FILE - Fighters from the United Liberation Movement of Liberia (ULIMO) shoot their way through downtown Monrovia, LIberia, April 16, 1996.

Kunti Kamara, a former Liberian rebel commanfer, went on trial Monday in Paris on charges of crimes against humanity, torture and acts of barbarism during the West African country’s civil war in the 1990s.

Kamara, 47, is accused of “complicity in massive and systematic torture and inhumane acts” against civilians in Liberia's Lofa county in 1993-1994, as one of the leaders of the Ulimo armed group. He was then less than 20 years old at the time.

Kamara was arrested near Paris in 2018 and is now is facing life imprisonment. He maintains he is innocent.

During the investigation, he acknowledged having been a battlefield commander, leading about 80 soldiers during the civil war — a choice he said he made to defend himself against Charles Taylor's rival faction.

Kamara is being accused of hitting a man and then opened his chest with an ax in order to extract and eat his heart, according to court documents. He is also accused of having allowed and abetted rapes, sexual torture and compelling people into forced labor under inhumane conditions.

The trial by the Paris criminal court has been made possible under a French law that recognizes universal jurisdiction for crimes against humanity and acts of torture

Hassan Bility, head of the Global Justice and Research Project, told The Associated Press that the trial "is a victory for Liberian victims and a warning to perpetrators that no matter where they are, we’re going to make sure they’re held accountable for the crimes they committed in Liberia.”

The Human Rights Watch (HRW) and the International Federation for Human Rights (FIDH) stressed in a statement that Liberia’s first civil war was especially marked by "violence against civilians, as warring factions massacred and raped civilians, pillaged, and forced children to kill and fight.”

Elise Keppler, HRW associate international justice director, said the trial is especially important due to “the failure of Liberian authorities to hold to account those responsible for serious crimes during the civil wars.”

Liberia’s back-to-back civil wars killed an estimated 250,000 people between 1989 and 2003.

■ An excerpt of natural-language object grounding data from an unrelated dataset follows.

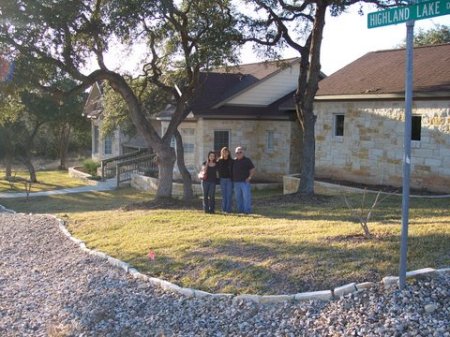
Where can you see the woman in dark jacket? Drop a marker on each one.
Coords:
(209, 180)
(225, 166)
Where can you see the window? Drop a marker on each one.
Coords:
(96, 138)
(173, 142)
(108, 144)
(188, 148)
(416, 127)
(339, 125)
(188, 135)
(221, 139)
(269, 140)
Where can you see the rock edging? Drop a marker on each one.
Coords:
(322, 295)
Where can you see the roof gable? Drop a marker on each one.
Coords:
(272, 81)
(383, 72)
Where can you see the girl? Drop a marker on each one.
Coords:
(224, 166)
(208, 180)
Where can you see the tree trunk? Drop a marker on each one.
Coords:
(188, 194)
(30, 167)
(310, 66)
(8, 165)
(63, 148)
(166, 161)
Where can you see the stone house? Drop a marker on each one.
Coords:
(111, 145)
(360, 120)
(238, 105)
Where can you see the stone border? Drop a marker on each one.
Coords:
(291, 183)
(323, 295)
(3, 209)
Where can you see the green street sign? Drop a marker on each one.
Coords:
(418, 11)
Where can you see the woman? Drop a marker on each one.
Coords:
(224, 167)
(209, 183)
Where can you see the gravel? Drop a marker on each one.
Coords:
(49, 287)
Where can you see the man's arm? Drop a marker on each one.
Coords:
(251, 174)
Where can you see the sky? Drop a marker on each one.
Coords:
(346, 38)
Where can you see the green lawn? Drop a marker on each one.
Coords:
(285, 247)
(47, 180)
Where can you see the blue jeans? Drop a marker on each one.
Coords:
(243, 195)
(209, 193)
(226, 187)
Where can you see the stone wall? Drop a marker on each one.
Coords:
(271, 164)
(371, 149)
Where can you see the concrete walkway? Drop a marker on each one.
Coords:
(107, 185)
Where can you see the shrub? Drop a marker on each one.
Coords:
(91, 166)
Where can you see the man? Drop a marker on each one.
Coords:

The country's post-war truth and reconciliation commission in 2009 recommended prosecution for dozens of ex-warlords and their commanders bearing greatest responsibilities for the war.

But successive governments have largely ignored the recommendations, much to the disappointment and frustration of war victims.

Political analysts say this is largely because some of the key players in the war have occupied influential positions in government, including in the legislature, since the end of the war nearly 30 years ago.

During her visit to Liberia last week, the U.S. ambassador on war crimes, Dr. Beth Van Schaack, promised her government would support Liberia in this endeavor and claimed that the U.S. will partner with Liberia to achieve justice.

“100%” support Liberia if the country decided to establish a court to look into its past. That if something starts to move, that we should be a partner in that effort.”

The Paris trial, scheduled to last four weeks, is the fifth dealing with crimes against humanity and torture in France. The trial will be filmed to constitute historical archives.